Recent

Author Topic: AI assisted translation of CORE-MATH to Free Pascal  (Read 5046 times)

MathMan

  • Hero Member
  • *****
  • Posts: 504
Re: AI assisted translation of CORE-MATH to Free Pascal
« Reply #15 on: April 14, 2026, 09:09:53 am »
@nanobit

Well spotted, thank you. I only tested on a 64 bit machine and this escaped me.
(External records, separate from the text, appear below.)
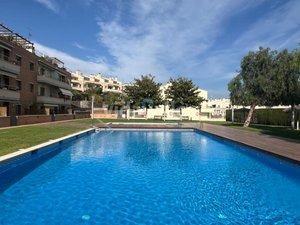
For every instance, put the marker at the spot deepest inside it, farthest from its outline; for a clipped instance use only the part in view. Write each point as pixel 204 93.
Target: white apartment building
pixel 165 112
pixel 80 81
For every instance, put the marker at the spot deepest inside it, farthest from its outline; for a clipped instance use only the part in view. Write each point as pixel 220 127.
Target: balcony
pixel 57 83
pixel 9 95
pixel 9 68
pixel 53 100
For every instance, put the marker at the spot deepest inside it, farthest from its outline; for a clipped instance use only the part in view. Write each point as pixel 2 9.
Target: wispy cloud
pixel 178 38
pixel 190 38
pixel 77 45
pixel 74 63
pixel 50 4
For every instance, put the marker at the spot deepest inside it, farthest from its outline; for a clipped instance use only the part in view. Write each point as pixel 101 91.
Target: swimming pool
pixel 150 177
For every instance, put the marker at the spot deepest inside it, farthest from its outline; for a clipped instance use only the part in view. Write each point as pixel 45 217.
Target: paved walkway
pixel 283 147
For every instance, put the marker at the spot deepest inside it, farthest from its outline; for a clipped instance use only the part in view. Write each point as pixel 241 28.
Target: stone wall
pixel 31 119
pixel 4 121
Question - you are using the 'and $ffffffff' to avoid possible range or overflow checks, correct? My intention was to embrace the function with

Code: Pascal  [Select][+][-]
  1. {$push}{$R-}{$Q-}
  2. {$pop}

So the anding could be skipped.

nanobit

  • Full Member
  • ***
  • Posts: 189
Re: AI assisted translation of CORE-MATH to Free Pascal
« Reply #16 on: April 14, 2026, 10:36:11 am »
So the anding could be skipped.

Yes, ((Temp2 shl 32) or (MulLo and $FFFFFFFF)) can be safely used after check-off.
Remark: I've already avoided (a and $FFFFFFFF) in the math-operations, because typecasted math-operands are faster there. But the optimization-issue occurs only in math-expressions, not in others (bitwise-or).
« Last Edit: April 14, 2026, 10:38:42 am by nanobit »

Thaddy

  • Hero Member
  • *****
  • Posts: 19155
  • Glad to be alive.
Re: AI assisted translation of CORE-MATH to Free Pascal
« Reply #17 on: April 14, 2026, 10:45:16 am »
Besides, turning R and Q off is x-platform safe.
objects are fine constructs. You can even initialize them with constructors.

schuler

  • Sr. Member
  • ****
  • Posts: 337
Re: AI assisted translation of CORE-MATH to Free Pascal
« Reply #18 on: April 14, 2026, 11:53:28 am »
I will commit nanobit's solution.

MathMan

  • Hero Member
  • *****
  • Posts: 504
Re: AI assisted translation of CORE-MATH to Free Pascal
« Reply #19 on: April 14, 2026, 12:13:50 pm »
@schuler,

here is my understanding on the use of Fused Multiply Accumulate - FMA - a bit lengthy, please bear with me.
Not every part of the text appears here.